A typical balanced portfolio might be allocated towards 70% growth assets like equities and 30% defensive assets, while high growth might have 90% growth assets and 10% defensive assets.
These pre-mixes consider a likelihood of loss and recovery, with those oriented more towards growth usually suitable for those with a longer investing timeframe, as they have more time to recover and grow, as well as those geared more defensively towards those in retirement.
It helps to get advice on your individual needs as to which one is right for you but as a general guide, if you are in your 20s, the Defensive mix is probably not the right option for you, whereas if you are in retirement, High Growth might be too volatile for your needs.
4. Contributing extra to your super
When it comes to super, you can contribute beyond your Superannuation Guarantee (12% of your earnings paid by your employer to your super fund) within certain guidelines. There are two key types of contributions that can be made to your superannuation.
Rules can change and there are eligibility requirements so make sure to check the fine print at ato.gov.au and consider having a chat with an expert about suitability before you go ahead with any of the below.
Concessional contributions
These payments to super come from your pre-tax income and include Superannuation Guarantee payments. You could contribute up to $30,000 this financial year. A 15% tax applies to these contributions, compared to your marginal tax rate, unless you earn over $250,000 per annum where an additional 15% tax may apply.

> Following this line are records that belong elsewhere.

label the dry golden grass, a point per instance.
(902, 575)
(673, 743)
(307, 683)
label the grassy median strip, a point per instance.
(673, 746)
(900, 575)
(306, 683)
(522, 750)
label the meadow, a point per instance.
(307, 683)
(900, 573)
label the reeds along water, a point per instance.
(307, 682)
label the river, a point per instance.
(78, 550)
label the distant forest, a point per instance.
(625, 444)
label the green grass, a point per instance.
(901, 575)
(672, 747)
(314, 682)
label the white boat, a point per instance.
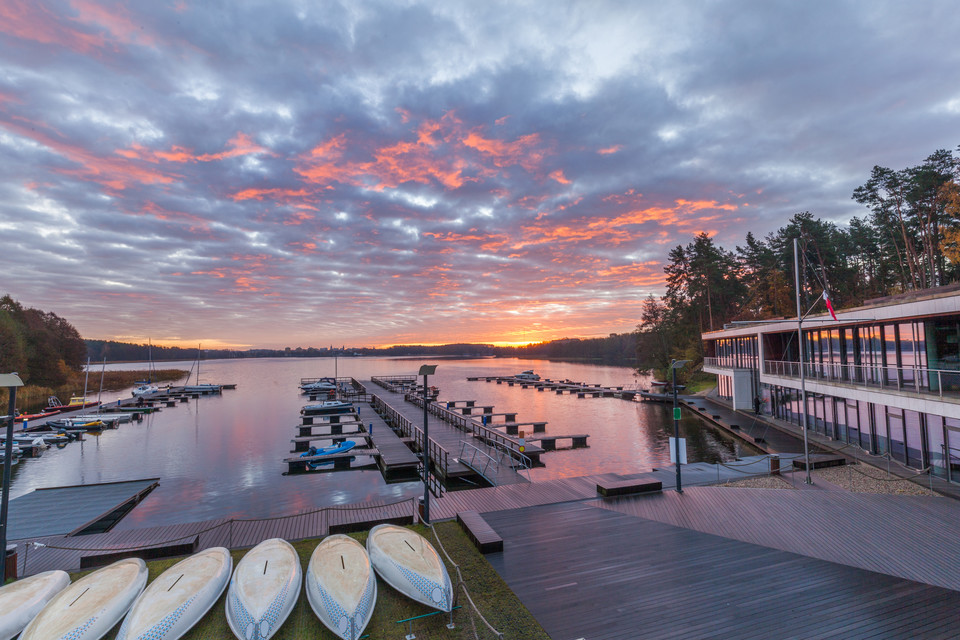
(22, 600)
(91, 606)
(264, 589)
(409, 563)
(327, 407)
(341, 585)
(318, 387)
(145, 389)
(179, 597)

If you have unused cap amounts from previous years, you might be able to carry them forward from up to five previous financial years. Bear in mind that previous years have had different caps.
Those who earn up to $37,000 per year may be eligible for a low income super tax offset payment of up to $500 (this is automatically applied if your super fund has your tax file number).

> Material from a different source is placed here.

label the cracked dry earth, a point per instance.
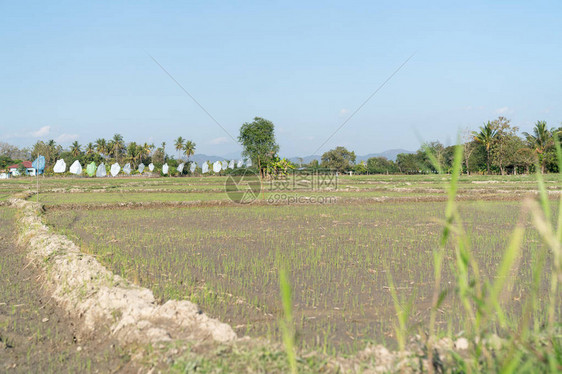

Some may also consider contribution splitting to help boost a spouse’s superannuation. This involves applying to your super fund using a Superannuation contributions splitting application after the end of the financial year.

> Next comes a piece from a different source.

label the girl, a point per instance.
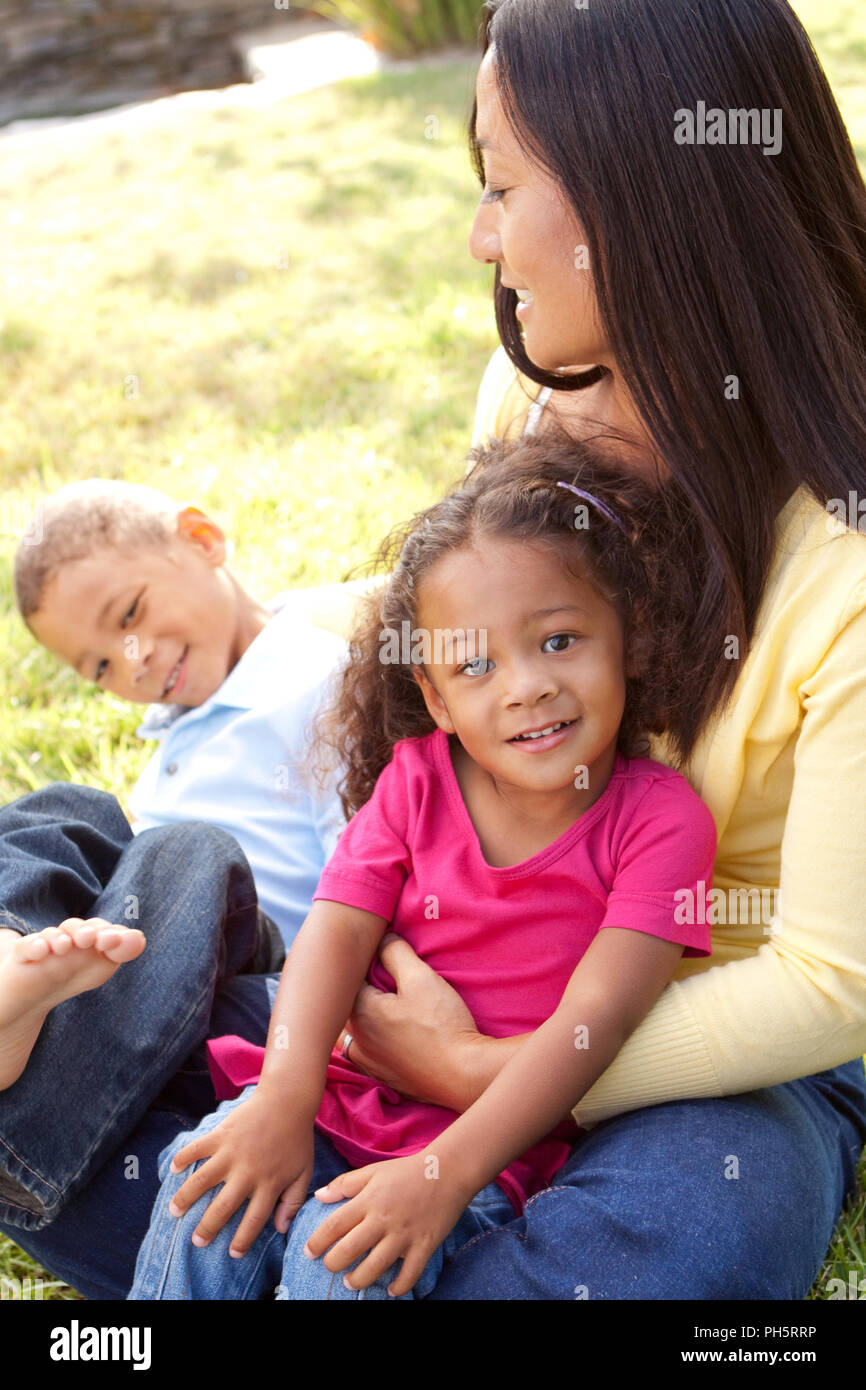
(491, 717)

If you want to claim a tax deduction on any of the split, you’ll need to notice the fund of this intention before applying – please note, it is up to your superannuation fund whether or not to allow the contributions split.
Non-concessional contributions
These are payments you make to your superannuation after you have paid tax and you may be able to contribute up to $120,000 this financial year, or “bring-forward” three years’ worth of non-concessional contributions which would allow you to contribute up to $360,000.
Bear in mind that you can only make these contributions if your total superannuation balance is below the general transfer balance cap of $2 million (and the contributions you make cannot push your balance above this cap).
If you make a non-concessional contribution of $1,000 to your super and your income is below $62,488, you may be eligible for a government co-contribution of up to $500 to your super.
You may also choose to contribute directly to your spouse’s superannuation as part of their non-concessional contributions, which may entitle you to a tax offset of up to $540 a year if your spouse’s income is below $40,000.
The bonus contribution type – downsizer contributions
While technically a non-concessional contribution, a downsizer contribution is a once-off contribution that doesn’t count in the usual cap for non-concessional contributions.
If you are aged 55 years or older and are selling your home, you might be able to contribute up to $300,000 from the sale proceeds into your super fund.
If you are selling with a partner also aged above 55 years, both parties can make downsizer contributions into their superannuation funds – you can’t contribute more than the total proceeds from selling your home though.
Super and investing
Superannuation is considered a tax efficient means for most people to save for retirement, but of course, it isn’t your only option. For some, other investment vehicles might better suit them.
Whatever you choose, take the time to do the research and seek out expert advice where you need it. Happy investing!